Let’s go straight to the core. Although you don’t want, you find yourself in the confrontation. Firstly what could happen, that you feel confused. If ‘yes’, instinctively we choose two possible reactions, fight or flight. Both are part of defense mechanism. May be hard to keep a distance from all emotions, but there are many strategies how to prevent it, how to be one step back before something happens. This is called predicted behavior and is based on conscious observation. Instead of waiting at the random reaction and that’s how to be surprised, you will direct your behavior how would you like. Does it sound good? One approach is rooted in mindfulness, and another describes two opposite personalities. I think most of you knows something about Mindfulness and if not, I believe that some useful explanations are on DVD “The Foundations of Mindfulness“. Okay but here we have space for an explanation of possible circumstances and how to cope with them.
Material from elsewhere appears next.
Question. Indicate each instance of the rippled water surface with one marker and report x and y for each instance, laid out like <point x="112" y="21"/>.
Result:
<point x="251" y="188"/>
When you start to feel the confusion, is very good to establish distance from the situation. You can ask yourself: “Why this is important to me?” or “Will I be happier, if I’ll do something with that?” or “How this could help me in what I want?” and the like. This is a process of desensitization. Also, is useful consciously make something seemingly big as something small. By focusing on each detail that one big piece will be in unlimited numbers of small pieces.
For instance, when someone said something inappropriate, you can notice the following details: Whether these words he or she says often, and regardless of whom. Where you are and how did you feel 5 minutes ago. What dress you have right now, etc.
If you created distance, emotional impulse should be weaker. So you should be able to make a decision what is an appropriate reaction.